Я расправила спину и откинула волосы за спину, чтобы ничто, кроме бюста от бикини, не закрывало мою грудь. Черити бы мной гордилась.
Боже, я по ней скучала. Она подарила мне такую дружбу, какую некоторые люди ищут всю жизнь.
И умерла.
Мы с Дженной нашли местечко на пляже и положили полотенца.
Я раскладывала на песке вещи, когда мое внимание привлекла черная спортивная машина Дарена, парковавшаяся около пляжа. Он вылез, и его тут же приветственно окружила стайка полуголых девиц, торопившихся на нем повиснуть и предложить выпивку.
Он поднял очки, осмотрел пляж, а когда обнаружил меня — улыбнулся. Затем чуть заметно мне махнул. Я сделала то же самое.
Казалось, его улыбка дрогнула, когда наши взгляды встретились, но он вернулся к своему гарему раньше, чем я смогла в этом убедиться.
— Кто это? — спросила Дженна, глядя на Дарена, который как раз стянул через голову футболку и присоединился к группе пьяных пляжных парней.
— Это Дарен, — произнесла я, заканчивая разглаживать складки на своем оранжевом полотенце.
— Парень, который тебя поцеловал?
— Он самый.
— Ха. — Она довольно долго на него смотрела, без сомнения угодившая в ловушку его внешности и бедствий, сопровождавшей Дарена, куда бы он ни шел. — Неплохо.
Я огрызнулась:
— Но и не хорошо.
— А по мне так очень даже, — усмехнулась она.
— Ты же его слопаешь и не подавишься.
— И будет вкусно.
Я изогнула бровь:
— Вкуснее Джека?
Ее озорное выражение лица исказилось от разочарования:
— Джек отсутствует в меню нашей сегодняшней беседы.
Я подарила ей многозначительную улыбку, и мы обе уселись на полотенца.
— И, тем не менее, что у вас с ним?
Она вздохнула:
— Путаница, вот что. Иногда он такой веселый и остроумный, и кажется, что он меня знает, понимаешь? А через миг он уже чертовски раздражает и хочется ему врезать, и я знаю, что он хочет ударить в ответ. И вовсе не в сексуально-извращенном плане, — она на мгновение задумалась. — Хотя, может, и в таком, но от этого путаницы не меньше.
— О, Дженна, — улыбнулась я. — Обожаю твою жизнь. Она такая забавная.
— Рада служить.
Лежа на спинах, мы оперлись о локти и откинули волосы, подставляя их солнцу.
Нефритовый купальник Дженны был почти таким же крошечным, как мой, выставляя напоказ ее разрисованное тело. Розовые стебли растянулись на ее грудной клетке и соединялись с падающими звездами на ее плечах и груди.
Ее руки и ноги покрывали рисунки другого рода, а на спине красовался изумительный зимний пейзаж.
Она была бесстрашна, когда дело касалось татуировок. Покрывала свое тело всем, что казалось ей в тот момент значимым. Однако посвящая себя чему-то, надо учитывать, что то, что тебе кажется значимым сегодня, со временем изменится, и ты тоже изменишься.

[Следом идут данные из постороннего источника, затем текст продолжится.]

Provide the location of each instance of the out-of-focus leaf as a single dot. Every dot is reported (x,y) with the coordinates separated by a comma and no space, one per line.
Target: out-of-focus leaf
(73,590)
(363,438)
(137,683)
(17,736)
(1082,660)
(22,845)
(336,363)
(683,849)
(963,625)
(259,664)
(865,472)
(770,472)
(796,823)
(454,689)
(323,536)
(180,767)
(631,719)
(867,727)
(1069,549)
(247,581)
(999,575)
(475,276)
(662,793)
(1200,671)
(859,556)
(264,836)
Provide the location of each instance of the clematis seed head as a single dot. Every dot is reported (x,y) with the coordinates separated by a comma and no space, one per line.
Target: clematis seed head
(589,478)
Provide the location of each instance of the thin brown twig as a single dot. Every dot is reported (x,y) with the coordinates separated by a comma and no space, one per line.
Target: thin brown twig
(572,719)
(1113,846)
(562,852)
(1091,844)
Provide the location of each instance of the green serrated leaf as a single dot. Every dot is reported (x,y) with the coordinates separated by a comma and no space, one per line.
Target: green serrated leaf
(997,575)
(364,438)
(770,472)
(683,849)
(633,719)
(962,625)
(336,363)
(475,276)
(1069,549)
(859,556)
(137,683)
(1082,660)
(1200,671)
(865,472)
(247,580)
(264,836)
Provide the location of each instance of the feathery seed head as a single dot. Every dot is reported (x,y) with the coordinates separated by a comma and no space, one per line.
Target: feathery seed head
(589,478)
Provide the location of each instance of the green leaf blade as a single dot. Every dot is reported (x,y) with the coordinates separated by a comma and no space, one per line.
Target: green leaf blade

Люди проходили мимо, рассматривая нас. Некоторые пялились на мой шрам, другие, напротив, избегали смотреть. Я вдруг подумала, боялся ли Мэтт, когда смотрел на шрам или он просто такой хороший парень, что не показывал своих эмоций?
— А вот и наш горячий работничек, — Дженна посмотрела куда-то поверх очков.
Я проследила за ее взглядом и, конечно, увидела Леви, шагающего рядом с Заком.
— Черт, — пробормотала я, перекатываясь на живот.
Мы с Леви игнорировали друг друга по мере возможности всю неделю. Вмешательство Черити было ошибкой. Мы просто не смогли этого вынести.
И тот факт, что мы оба чувствовали себя ответственными за ее смерть, только ухудшал ситуацию. Словно мы оба были больше травмированы, чем напуганы.
Мои глаза защипало, и я моргнула, отгоняя это ощущение.
Я винила свою мать за множество вещей: испорченное детство, невозможность наслаждаться жирной пищей без чувства отвращения, иррациональный страх перед ящерицами, но большего всего — за всю невысказанную боль восточного крыла.
Если бы она не расковыряла каждую рану, до которой смогла дотянуться тем вечером на кухне, может бать, Леви так не запутался бы.
И я уж молчу об оргазме в душе. С момента самого происшествия, мы на эту тему не разговаривали. Потому что мы всегда так поступаем. Мы целуемся, а потом не говорим об этом.
Максимально ненормально.
Когда Зак и Леви подошли ближе, я прижалась грудью к полотенцу, притворяясь, словно просто загораю, а не прячусь. Леви никогда не видел мой шрам целиком, и если увидит — с ума сойдет.